Comparison of the number of image acquisitions and procedural time required for transarterial chemoembolization of hepatocellular carcinoma with and without tumor-feeder detection software.
Two randomized trials have shown that transarterial chemoembolization (TACE) confers significant survival benefits [1, 2]. It has subsequently been accepted as a standard locoregional therapy for managing unresectable hepatocellular carcinoma (HCC). Detection of tumor feeders using intraprocedural imaging is indispensable for the technical success of this procedure. However, sequential angiographic acquisitions are usually necessary to accurately determine the feeder vessels in manual assessments using two-dimensional (2D) angiography. Additional angiographic runs at different angles are often required in patients with highly complex hepatic arterial vasculature. Such efforts are time-consuming and increase radiation exposure and contrast material use.
A software program specifically designed to assist in planning selective liver tumor embolization (FlightPlan for Liver, GE Healthcare, Waukesha, WI, USA) was recently developed to detect and visualize potential tumor feeders from three-dimensional (3D) C-arm computed tomography (CT) data . When catheter entry and a target tumor are chosen on the multiplanar reformatted (MPR) C-arm CT images, the software automatically predicts tumor feeders by showing a color-coded image on the workstation screen. With only a single acquisition of a nonselective C-arm CT during contrast injection from the proximal hepatic artery, the software then determines each intrahepatic tumor feeder supplying every liver tumor. Therefore, software-assisted TACE is theoretically expected to reduce the number of total image acquisitions and overall procedural time by sparing unnecessary catheterizations.

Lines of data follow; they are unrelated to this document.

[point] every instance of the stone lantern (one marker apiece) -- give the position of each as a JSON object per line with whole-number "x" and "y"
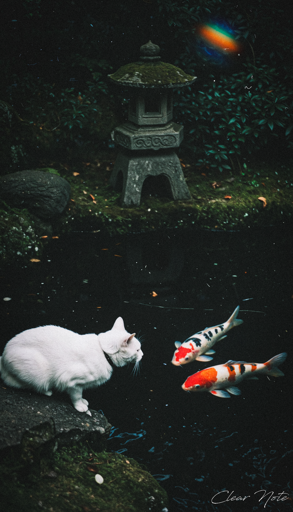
{"x": 148, "y": 139}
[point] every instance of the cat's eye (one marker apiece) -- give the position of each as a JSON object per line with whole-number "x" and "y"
{"x": 130, "y": 338}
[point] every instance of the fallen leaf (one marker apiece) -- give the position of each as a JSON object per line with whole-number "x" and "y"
{"x": 264, "y": 201}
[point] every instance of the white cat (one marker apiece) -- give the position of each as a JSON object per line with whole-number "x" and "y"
{"x": 51, "y": 357}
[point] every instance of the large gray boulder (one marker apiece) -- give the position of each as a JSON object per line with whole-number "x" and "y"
{"x": 42, "y": 420}
{"x": 44, "y": 194}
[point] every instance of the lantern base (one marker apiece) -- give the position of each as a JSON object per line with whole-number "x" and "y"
{"x": 137, "y": 166}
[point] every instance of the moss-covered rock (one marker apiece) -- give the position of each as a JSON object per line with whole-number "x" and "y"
{"x": 66, "y": 481}
{"x": 261, "y": 195}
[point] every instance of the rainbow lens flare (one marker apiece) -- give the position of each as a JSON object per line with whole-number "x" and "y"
{"x": 218, "y": 38}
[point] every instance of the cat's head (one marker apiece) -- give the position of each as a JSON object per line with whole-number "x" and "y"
{"x": 121, "y": 346}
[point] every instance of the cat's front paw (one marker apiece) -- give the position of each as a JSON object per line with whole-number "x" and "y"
{"x": 80, "y": 406}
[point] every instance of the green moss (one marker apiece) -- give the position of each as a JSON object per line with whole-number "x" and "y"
{"x": 67, "y": 482}
{"x": 150, "y": 74}
{"x": 19, "y": 234}
{"x": 94, "y": 205}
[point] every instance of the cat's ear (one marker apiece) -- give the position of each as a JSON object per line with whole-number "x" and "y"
{"x": 119, "y": 324}
{"x": 126, "y": 342}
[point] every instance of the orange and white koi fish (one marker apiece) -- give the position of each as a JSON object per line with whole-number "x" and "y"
{"x": 224, "y": 376}
{"x": 201, "y": 343}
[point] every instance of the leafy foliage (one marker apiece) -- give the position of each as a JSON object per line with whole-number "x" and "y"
{"x": 56, "y": 96}
{"x": 239, "y": 105}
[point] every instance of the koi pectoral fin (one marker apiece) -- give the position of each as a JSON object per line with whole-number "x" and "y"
{"x": 204, "y": 359}
{"x": 220, "y": 393}
{"x": 234, "y": 391}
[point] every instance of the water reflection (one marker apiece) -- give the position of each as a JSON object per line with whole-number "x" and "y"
{"x": 196, "y": 446}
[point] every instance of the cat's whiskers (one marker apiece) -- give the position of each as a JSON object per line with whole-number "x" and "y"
{"x": 136, "y": 368}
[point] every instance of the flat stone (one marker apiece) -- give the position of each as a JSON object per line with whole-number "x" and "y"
{"x": 43, "y": 193}
{"x": 26, "y": 414}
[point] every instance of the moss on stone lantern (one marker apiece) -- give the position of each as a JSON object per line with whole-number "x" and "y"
{"x": 149, "y": 136}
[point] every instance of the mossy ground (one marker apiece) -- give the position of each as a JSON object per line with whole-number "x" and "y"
{"x": 66, "y": 482}
{"x": 219, "y": 202}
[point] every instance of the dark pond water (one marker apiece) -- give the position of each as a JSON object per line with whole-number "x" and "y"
{"x": 195, "y": 445}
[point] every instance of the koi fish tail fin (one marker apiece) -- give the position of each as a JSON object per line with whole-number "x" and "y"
{"x": 233, "y": 320}
{"x": 271, "y": 366}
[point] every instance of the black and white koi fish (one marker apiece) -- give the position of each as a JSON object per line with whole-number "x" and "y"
{"x": 201, "y": 343}
{"x": 222, "y": 377}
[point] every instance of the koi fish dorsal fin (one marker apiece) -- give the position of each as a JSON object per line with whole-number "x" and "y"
{"x": 235, "y": 362}
{"x": 222, "y": 337}
{"x": 203, "y": 359}
{"x": 220, "y": 393}
{"x": 233, "y": 320}
{"x": 233, "y": 390}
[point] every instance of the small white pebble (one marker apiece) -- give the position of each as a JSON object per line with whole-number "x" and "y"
{"x": 99, "y": 479}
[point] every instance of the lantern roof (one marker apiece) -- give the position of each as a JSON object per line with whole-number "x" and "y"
{"x": 151, "y": 72}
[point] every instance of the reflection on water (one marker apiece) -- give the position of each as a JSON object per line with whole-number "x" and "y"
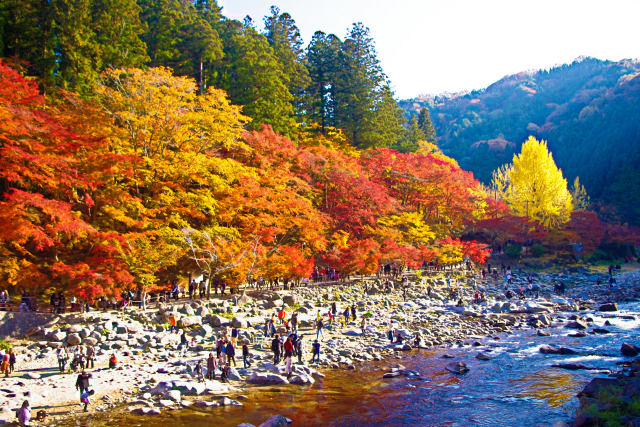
{"x": 557, "y": 388}
{"x": 516, "y": 387}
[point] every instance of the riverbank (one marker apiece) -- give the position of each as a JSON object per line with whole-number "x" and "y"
{"x": 150, "y": 366}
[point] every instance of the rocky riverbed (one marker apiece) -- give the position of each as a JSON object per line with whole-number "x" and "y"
{"x": 153, "y": 376}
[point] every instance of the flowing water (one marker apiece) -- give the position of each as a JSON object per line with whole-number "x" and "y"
{"x": 516, "y": 387}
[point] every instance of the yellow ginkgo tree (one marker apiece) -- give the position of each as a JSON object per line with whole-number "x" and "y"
{"x": 536, "y": 187}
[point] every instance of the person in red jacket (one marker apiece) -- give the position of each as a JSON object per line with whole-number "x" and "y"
{"x": 288, "y": 354}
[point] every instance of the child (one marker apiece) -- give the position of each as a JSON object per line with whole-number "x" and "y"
{"x": 84, "y": 398}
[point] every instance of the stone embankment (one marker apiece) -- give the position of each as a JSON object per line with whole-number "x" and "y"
{"x": 153, "y": 375}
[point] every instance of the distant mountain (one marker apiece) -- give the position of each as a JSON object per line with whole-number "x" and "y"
{"x": 588, "y": 111}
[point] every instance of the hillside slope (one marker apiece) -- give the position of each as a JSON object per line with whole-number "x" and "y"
{"x": 588, "y": 111}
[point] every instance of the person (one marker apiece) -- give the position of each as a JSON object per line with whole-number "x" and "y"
{"x": 172, "y": 324}
{"x": 82, "y": 382}
{"x": 299, "y": 348}
{"x": 231, "y": 354}
{"x": 24, "y": 414}
{"x": 294, "y": 322}
{"x": 315, "y": 349}
{"x": 91, "y": 356}
{"x": 234, "y": 336}
{"x": 275, "y": 347}
{"x": 62, "y": 358}
{"x": 184, "y": 342}
{"x": 12, "y": 360}
{"x": 4, "y": 363}
{"x": 84, "y": 399}
{"x": 288, "y": 354}
{"x": 198, "y": 371}
{"x": 211, "y": 367}
{"x": 319, "y": 326}
{"x": 113, "y": 361}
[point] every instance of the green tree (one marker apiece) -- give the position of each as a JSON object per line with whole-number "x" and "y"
{"x": 412, "y": 135}
{"x": 579, "y": 196}
{"x": 284, "y": 37}
{"x": 426, "y": 125}
{"x": 387, "y": 123}
{"x": 537, "y": 188}
{"x": 323, "y": 55}
{"x": 253, "y": 77}
{"x": 358, "y": 85}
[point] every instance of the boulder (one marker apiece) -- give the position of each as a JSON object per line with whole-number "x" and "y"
{"x": 236, "y": 322}
{"x": 629, "y": 350}
{"x": 302, "y": 379}
{"x": 218, "y": 321}
{"x": 577, "y": 324}
{"x": 609, "y": 306}
{"x": 266, "y": 378}
{"x": 290, "y": 300}
{"x": 276, "y": 421}
{"x": 74, "y": 339}
{"x": 457, "y": 368}
{"x": 549, "y": 349}
{"x": 189, "y": 321}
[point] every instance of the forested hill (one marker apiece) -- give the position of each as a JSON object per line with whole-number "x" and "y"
{"x": 589, "y": 111}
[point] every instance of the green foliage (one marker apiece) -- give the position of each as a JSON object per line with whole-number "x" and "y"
{"x": 513, "y": 250}
{"x": 588, "y": 110}
{"x": 537, "y": 250}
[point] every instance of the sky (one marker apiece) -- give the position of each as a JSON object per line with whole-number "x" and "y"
{"x": 436, "y": 46}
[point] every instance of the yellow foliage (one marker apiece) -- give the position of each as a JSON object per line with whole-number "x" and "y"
{"x": 537, "y": 188}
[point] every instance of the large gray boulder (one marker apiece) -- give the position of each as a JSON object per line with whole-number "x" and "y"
{"x": 276, "y": 421}
{"x": 266, "y": 378}
{"x": 189, "y": 321}
{"x": 73, "y": 339}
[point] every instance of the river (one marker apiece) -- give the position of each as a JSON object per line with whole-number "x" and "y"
{"x": 516, "y": 387}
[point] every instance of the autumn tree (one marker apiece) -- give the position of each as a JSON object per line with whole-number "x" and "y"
{"x": 537, "y": 188}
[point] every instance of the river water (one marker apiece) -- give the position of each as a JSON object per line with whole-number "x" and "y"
{"x": 516, "y": 387}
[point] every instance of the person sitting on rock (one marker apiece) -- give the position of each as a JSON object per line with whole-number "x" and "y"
{"x": 211, "y": 367}
{"x": 275, "y": 348}
{"x": 113, "y": 361}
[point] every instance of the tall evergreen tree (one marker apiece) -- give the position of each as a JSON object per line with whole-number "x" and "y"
{"x": 284, "y": 37}
{"x": 323, "y": 54}
{"x": 253, "y": 77}
{"x": 426, "y": 125}
{"x": 357, "y": 86}
{"x": 388, "y": 122}
{"x": 412, "y": 135}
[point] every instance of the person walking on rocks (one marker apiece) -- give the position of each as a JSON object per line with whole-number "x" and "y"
{"x": 91, "y": 356}
{"x": 198, "y": 371}
{"x": 315, "y": 350}
{"x": 275, "y": 348}
{"x": 82, "y": 382}
{"x": 24, "y": 414}
{"x": 294, "y": 322}
{"x": 234, "y": 336}
{"x": 288, "y": 354}
{"x": 12, "y": 360}
{"x": 62, "y": 359}
{"x": 211, "y": 367}
{"x": 299, "y": 348}
{"x": 245, "y": 354}
{"x": 231, "y": 354}
{"x": 319, "y": 326}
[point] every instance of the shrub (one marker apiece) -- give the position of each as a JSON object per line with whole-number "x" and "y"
{"x": 537, "y": 250}
{"x": 513, "y": 251}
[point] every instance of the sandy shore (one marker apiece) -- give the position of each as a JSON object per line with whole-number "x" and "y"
{"x": 150, "y": 365}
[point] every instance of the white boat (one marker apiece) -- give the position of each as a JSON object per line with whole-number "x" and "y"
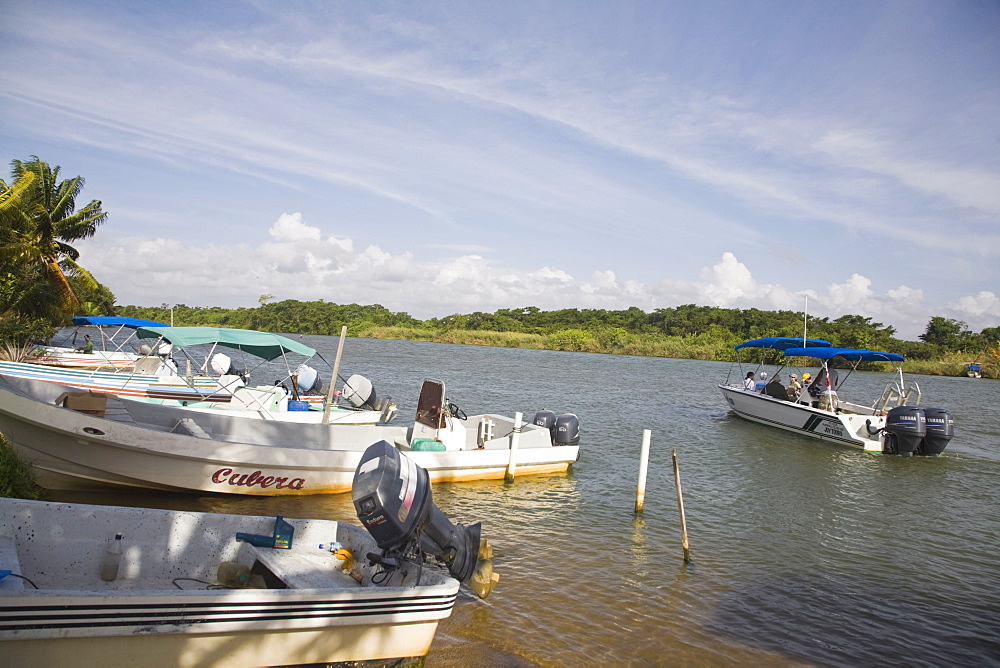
{"x": 200, "y": 589}
{"x": 95, "y": 443}
{"x": 156, "y": 376}
{"x": 112, "y": 353}
{"x": 891, "y": 422}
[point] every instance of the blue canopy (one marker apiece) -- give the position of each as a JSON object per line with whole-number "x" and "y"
{"x": 262, "y": 344}
{"x": 101, "y": 320}
{"x": 847, "y": 353}
{"x": 782, "y": 343}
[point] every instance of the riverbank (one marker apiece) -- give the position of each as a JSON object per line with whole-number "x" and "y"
{"x": 706, "y": 347}
{"x": 16, "y": 478}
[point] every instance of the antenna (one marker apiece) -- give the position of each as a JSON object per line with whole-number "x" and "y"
{"x": 805, "y": 317}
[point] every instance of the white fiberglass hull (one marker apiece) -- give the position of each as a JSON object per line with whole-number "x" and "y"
{"x": 845, "y": 428}
{"x": 75, "y": 618}
{"x": 71, "y": 450}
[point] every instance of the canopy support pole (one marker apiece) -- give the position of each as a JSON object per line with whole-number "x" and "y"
{"x": 333, "y": 376}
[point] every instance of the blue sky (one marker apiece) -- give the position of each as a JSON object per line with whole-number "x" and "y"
{"x": 448, "y": 157}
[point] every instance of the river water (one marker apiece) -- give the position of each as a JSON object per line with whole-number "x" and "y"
{"x": 802, "y": 552}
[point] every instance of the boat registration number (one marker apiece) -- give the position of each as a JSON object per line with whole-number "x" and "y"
{"x": 831, "y": 428}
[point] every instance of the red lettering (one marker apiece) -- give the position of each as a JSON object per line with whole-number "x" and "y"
{"x": 228, "y": 475}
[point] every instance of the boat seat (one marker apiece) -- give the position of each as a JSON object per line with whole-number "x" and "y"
{"x": 298, "y": 568}
{"x": 256, "y": 398}
{"x": 147, "y": 366}
{"x": 10, "y": 562}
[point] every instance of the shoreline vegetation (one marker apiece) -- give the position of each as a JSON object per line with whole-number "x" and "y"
{"x": 685, "y": 332}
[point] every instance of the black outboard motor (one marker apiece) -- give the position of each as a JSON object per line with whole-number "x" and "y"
{"x": 567, "y": 430}
{"x": 545, "y": 418}
{"x": 905, "y": 428}
{"x": 940, "y": 430}
{"x": 392, "y": 496}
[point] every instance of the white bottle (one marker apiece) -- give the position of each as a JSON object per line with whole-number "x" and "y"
{"x": 112, "y": 560}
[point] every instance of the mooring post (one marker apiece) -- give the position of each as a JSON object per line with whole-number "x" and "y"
{"x": 640, "y": 490}
{"x": 680, "y": 507}
{"x": 515, "y": 436}
{"x": 333, "y": 377}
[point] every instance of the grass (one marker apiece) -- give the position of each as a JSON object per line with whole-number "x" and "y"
{"x": 16, "y": 478}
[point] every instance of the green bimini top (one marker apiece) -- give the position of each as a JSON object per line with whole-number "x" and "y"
{"x": 262, "y": 344}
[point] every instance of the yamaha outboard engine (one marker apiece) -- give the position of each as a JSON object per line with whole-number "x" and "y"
{"x": 905, "y": 428}
{"x": 392, "y": 496}
{"x": 940, "y": 430}
{"x": 360, "y": 392}
{"x": 567, "y": 430}
{"x": 546, "y": 419}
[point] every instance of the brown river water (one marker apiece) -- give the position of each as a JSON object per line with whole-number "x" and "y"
{"x": 802, "y": 552}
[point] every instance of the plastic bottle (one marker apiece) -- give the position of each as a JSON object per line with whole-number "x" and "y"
{"x": 112, "y": 560}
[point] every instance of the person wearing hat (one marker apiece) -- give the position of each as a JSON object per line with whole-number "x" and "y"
{"x": 762, "y": 383}
{"x": 776, "y": 389}
{"x": 794, "y": 387}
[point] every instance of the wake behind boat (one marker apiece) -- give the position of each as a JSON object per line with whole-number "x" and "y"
{"x": 892, "y": 423}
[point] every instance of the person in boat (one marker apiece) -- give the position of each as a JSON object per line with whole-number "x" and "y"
{"x": 88, "y": 345}
{"x": 794, "y": 387}
{"x": 762, "y": 383}
{"x": 823, "y": 389}
{"x": 776, "y": 389}
{"x": 806, "y": 377}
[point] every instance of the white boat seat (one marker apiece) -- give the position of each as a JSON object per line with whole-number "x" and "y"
{"x": 10, "y": 562}
{"x": 147, "y": 366}
{"x": 298, "y": 568}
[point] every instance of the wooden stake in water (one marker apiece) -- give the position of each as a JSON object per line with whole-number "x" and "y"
{"x": 640, "y": 490}
{"x": 333, "y": 377}
{"x": 514, "y": 438}
{"x": 680, "y": 507}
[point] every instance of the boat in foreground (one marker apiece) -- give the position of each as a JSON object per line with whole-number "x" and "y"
{"x": 892, "y": 423}
{"x": 200, "y": 589}
{"x": 97, "y": 444}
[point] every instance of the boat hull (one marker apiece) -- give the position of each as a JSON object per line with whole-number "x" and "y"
{"x": 852, "y": 430}
{"x": 75, "y": 451}
{"x": 75, "y": 618}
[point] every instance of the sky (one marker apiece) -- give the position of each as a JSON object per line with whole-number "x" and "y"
{"x": 450, "y": 157}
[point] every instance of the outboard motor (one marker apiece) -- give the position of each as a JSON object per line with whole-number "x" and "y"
{"x": 360, "y": 392}
{"x": 940, "y": 430}
{"x": 567, "y": 430}
{"x": 905, "y": 428}
{"x": 547, "y": 420}
{"x": 392, "y": 496}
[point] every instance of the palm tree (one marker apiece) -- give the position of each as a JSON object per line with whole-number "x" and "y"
{"x": 39, "y": 217}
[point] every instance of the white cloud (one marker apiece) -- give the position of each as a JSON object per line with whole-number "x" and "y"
{"x": 301, "y": 264}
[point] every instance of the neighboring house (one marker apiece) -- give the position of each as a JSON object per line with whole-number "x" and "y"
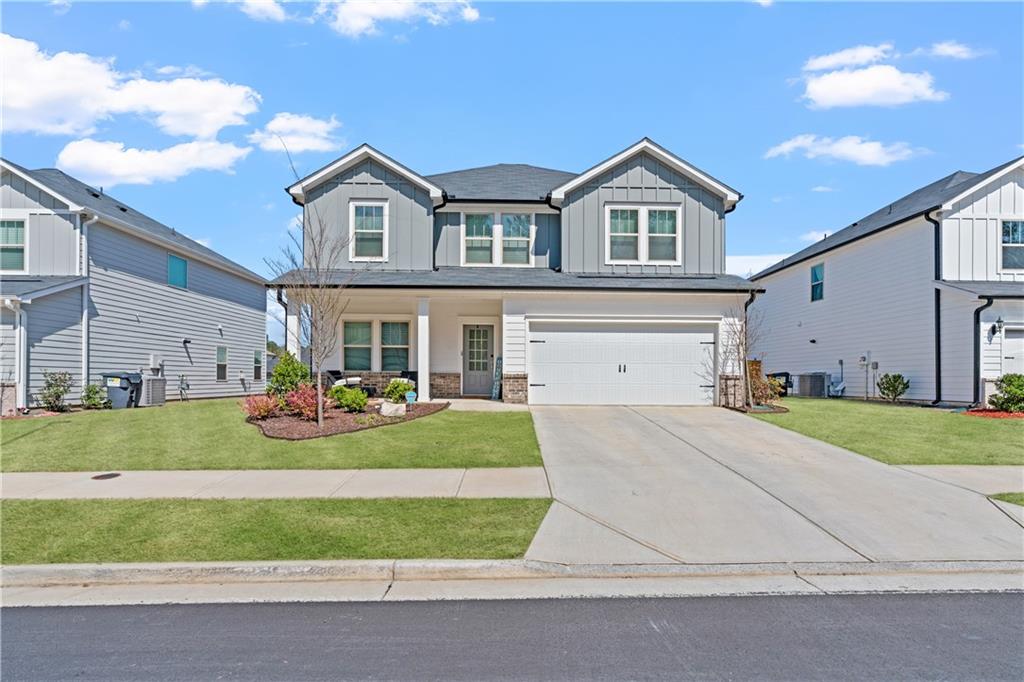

In this study, we compared the number of image acquisitions and overall procedural times required for TACE with and without assistance of the automated feeder-vessel detection software in cases of HCC.
2. Materials and Methods
2.1. Patients. We retrospectively reviewed the records of patients with HCC who came to Nissay Hospital and underwent lipiodol-based TACE using a C-arm cone-beam angiographic system between January 2010 and February 2013. Patients with diffuse and infiltrative HCC or an extrahepatic supply to the tumor were excluded from this study. The study group comprised 134 patients. Fifty patients (September 2011--February 2013) were treated with the assistance of the tumor-feeder detection software, whereas 84 patients (January 2010-August 2011) received treatment without software assistance.
This study was conducted in accordance with the guidelines of our Institutional Review Board. Before TACE, each patient provided written, informed consent for the use of the software.
2.2. TACE without Software Assistance. Angiographic procedures were performed by one of two board-certified interventional radiologists who used a flat panel detector C-arm angiographic system (Innova 3100, GE Healthcare). First, a 4-Fr catheter was placed in the celiac artery via the femoral artery. A right or left hepatic artery angiogram was subsequently obtained through a coaxially inserted microcatheter. If the hepatic arteries overlapped on the frontal angiogram, an additional angiogram in a different angle was further obtained. If the tumor stain was obscure on the angiogram, an additional C-arm CT image was acquired during contrast injection from the same hepatic artery.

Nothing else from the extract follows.